Drawbridge Seminars -- Bringing Research to Practice





The systemic pathophysiologic conditions that have potential to affect temporomandibular disorders are extensive and may include degenerative, endocrine, infectious, metabolic, neoplastic, neurologic, rheumatologic and vascular disorders. Conditions involving altered collagen metabolism can also be involved. Their effects can be seen both centrally and locally. When these are present and are recognized as having the potential to affect a TMD, coordination of care with the patient’s primary care physician is recommended.

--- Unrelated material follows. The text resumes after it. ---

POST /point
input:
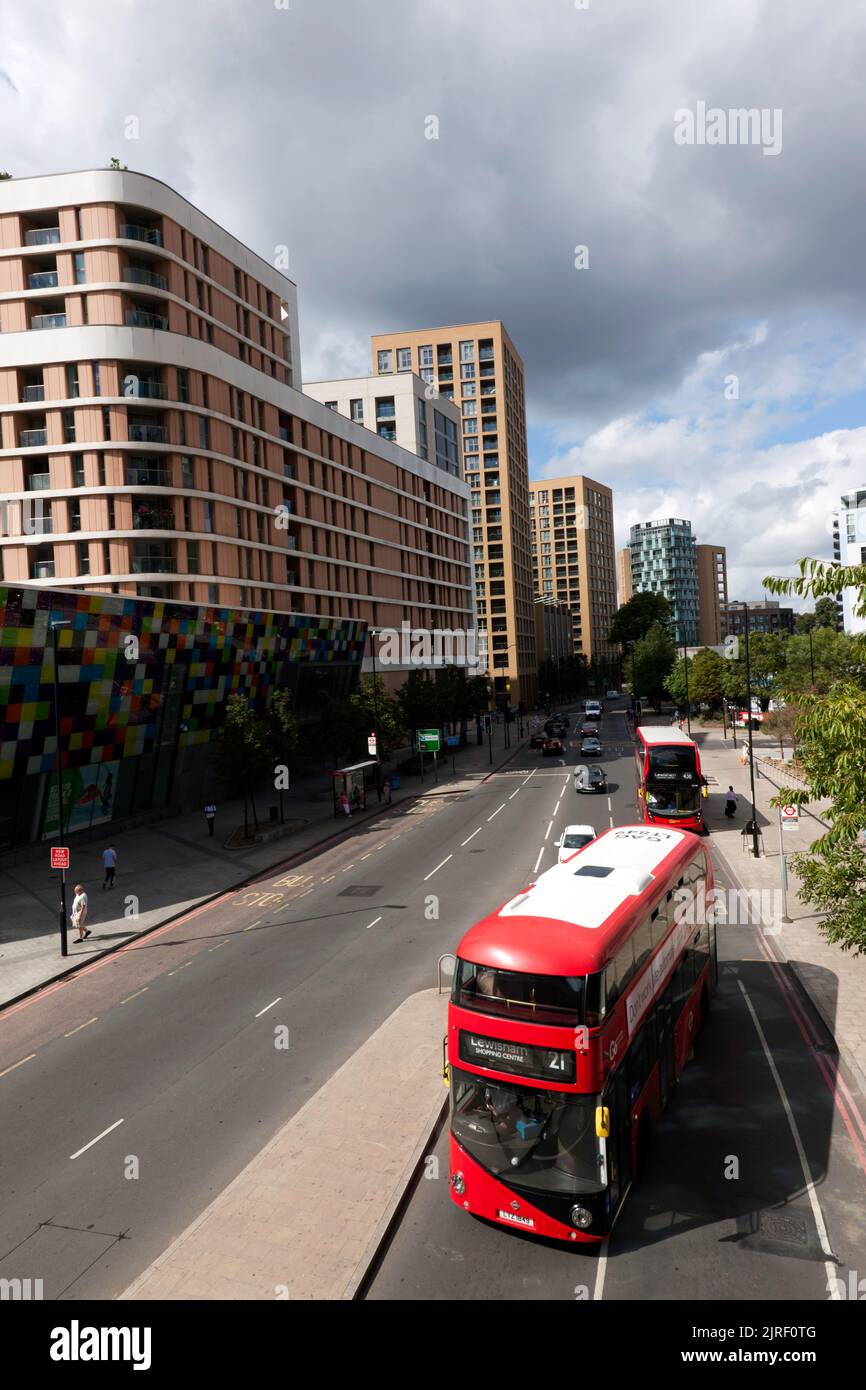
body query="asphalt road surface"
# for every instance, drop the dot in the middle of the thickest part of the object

One of the more commonly occurring systemic conditions that can clearly affect both the causation and the treatment of a TMD is a condition referred to as Systemic Ligamentous Laxity (or Hypermobility Syndrome). Its effect is seen most commonly in patients who demonstrate an internal derangement of the temporomandibular joint. A question that should be asked of all TMD patients is whether they have more joint laxity than other people, or are they “double jointed”. But not infrequently, a patient will deny these descriptive terms and yet demonstrate the condition when tested. The most simple test for determining such laxity is whether they can bend their thumb down to touch their wrist. A positive finding confirms this diagnosis. Their ability to move joints more freely than others will often be seen in their opening range of motion and with lateral jaw movements. This laxity appears to be contributory to the development of an internal derangement, although the research is not firm on this question. This level of laxity occurs more commonly in women than in men, and is more likely to be seen in younger individuals.